|
|
The IMesh Toolkit
[ Work In Hand > Technology Review > Standards and
Protocols ]
Extensible Markup Language (XML)
|
Overall Purpose
|
| XML stands for eXtensible Mark-up Language.
It began as a project to address HTML's limitations on structured
documents, by selecting a simple-to-implement yet extensible
subset of SGML for use on the Web. [1] In fact, most explanations
[2] [3] [10] of XML begin by a compare-and-contrast to HTML and
SGML. XML aims to bring rich structure to documents by providing
flexible and extensible semantics to the structure (unlike HTML
which is inflexible), without the full complexity of SGML (whilst
still being compatible with SGML). XML was designed for ease of
implementation and for interoperability with both SGML and HTML
[4]. It was developed by the XML Working Group of the World Wide
Web consortium (W3C). |
Brief Overview of Functionality
|
XML is an open, text-based markup language
that provides structural and shallow semantic information to data. It
provides a means for structuring data whilst making it available
for manipulation and display by different applications. Markup
consists of codes (or tags) which, added to plain text, change
that text to give it special formatting (look) or meaning. Unlike
HTML, XML has no predefined tags. Using XML, it is possible to
define tags and the structural relationships between them. XML
users can create their own tags or reuse those created by others.

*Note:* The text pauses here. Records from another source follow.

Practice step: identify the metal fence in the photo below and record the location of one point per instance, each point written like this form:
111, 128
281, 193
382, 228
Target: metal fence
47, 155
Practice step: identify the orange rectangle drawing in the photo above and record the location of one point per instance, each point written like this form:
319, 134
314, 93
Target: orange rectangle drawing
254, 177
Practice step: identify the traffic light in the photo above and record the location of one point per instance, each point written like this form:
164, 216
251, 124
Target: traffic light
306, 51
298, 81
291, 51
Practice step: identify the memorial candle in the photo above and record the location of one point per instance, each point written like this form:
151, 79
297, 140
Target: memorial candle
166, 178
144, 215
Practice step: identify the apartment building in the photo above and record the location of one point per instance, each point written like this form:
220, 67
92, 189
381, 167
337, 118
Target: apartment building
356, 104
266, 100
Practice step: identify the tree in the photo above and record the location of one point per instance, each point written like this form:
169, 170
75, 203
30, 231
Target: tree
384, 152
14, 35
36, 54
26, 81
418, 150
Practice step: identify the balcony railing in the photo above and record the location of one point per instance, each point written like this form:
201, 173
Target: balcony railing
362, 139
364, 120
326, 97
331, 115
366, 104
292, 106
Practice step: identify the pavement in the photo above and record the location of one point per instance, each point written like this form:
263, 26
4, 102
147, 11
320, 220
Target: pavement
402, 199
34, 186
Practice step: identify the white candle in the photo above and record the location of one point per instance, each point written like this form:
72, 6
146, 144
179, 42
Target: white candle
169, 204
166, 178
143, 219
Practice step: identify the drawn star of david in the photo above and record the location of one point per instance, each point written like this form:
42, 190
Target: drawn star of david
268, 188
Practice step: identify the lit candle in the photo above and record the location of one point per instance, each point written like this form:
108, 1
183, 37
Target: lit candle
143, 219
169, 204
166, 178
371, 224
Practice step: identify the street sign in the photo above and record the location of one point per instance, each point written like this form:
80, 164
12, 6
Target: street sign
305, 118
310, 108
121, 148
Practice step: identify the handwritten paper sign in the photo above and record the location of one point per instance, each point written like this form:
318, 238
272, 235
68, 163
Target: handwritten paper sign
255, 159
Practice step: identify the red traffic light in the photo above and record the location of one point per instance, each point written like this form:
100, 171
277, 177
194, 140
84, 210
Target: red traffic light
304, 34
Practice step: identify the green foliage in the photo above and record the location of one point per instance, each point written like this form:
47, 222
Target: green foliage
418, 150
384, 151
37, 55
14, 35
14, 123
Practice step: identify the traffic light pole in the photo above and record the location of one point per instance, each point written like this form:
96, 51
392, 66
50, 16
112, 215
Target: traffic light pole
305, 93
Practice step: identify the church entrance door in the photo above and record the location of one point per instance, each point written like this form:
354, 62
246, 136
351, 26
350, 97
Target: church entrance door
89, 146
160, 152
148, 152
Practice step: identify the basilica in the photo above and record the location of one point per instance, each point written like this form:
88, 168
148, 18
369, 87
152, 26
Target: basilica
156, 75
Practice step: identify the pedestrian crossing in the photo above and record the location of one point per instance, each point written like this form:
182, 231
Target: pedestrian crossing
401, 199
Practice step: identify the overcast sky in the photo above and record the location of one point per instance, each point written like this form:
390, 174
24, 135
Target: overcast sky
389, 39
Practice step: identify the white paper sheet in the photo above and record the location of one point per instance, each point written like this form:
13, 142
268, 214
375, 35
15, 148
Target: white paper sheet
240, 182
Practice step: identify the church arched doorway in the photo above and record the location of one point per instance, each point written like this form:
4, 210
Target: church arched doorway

The tags may be such that they describe the content of the
element. At the simplest level XML is just a way of marking up
data such that it is self-describing. It provides a standardised
means for storage and transport of data.
XML documents look similar to HTML or SGML documents; they
consist of markup and content. There are six kinds of markup that
can be used in an XML document; comments and processing
instructions are two kinds of markup. The most common form of
markup is used for elements. All the data in an XML document is
contained within a Document element, which is the topmost (or
root) element. This single element can comprise any number of
nested sub-elements.
Elements consist of two tags, an opening and a closing tag.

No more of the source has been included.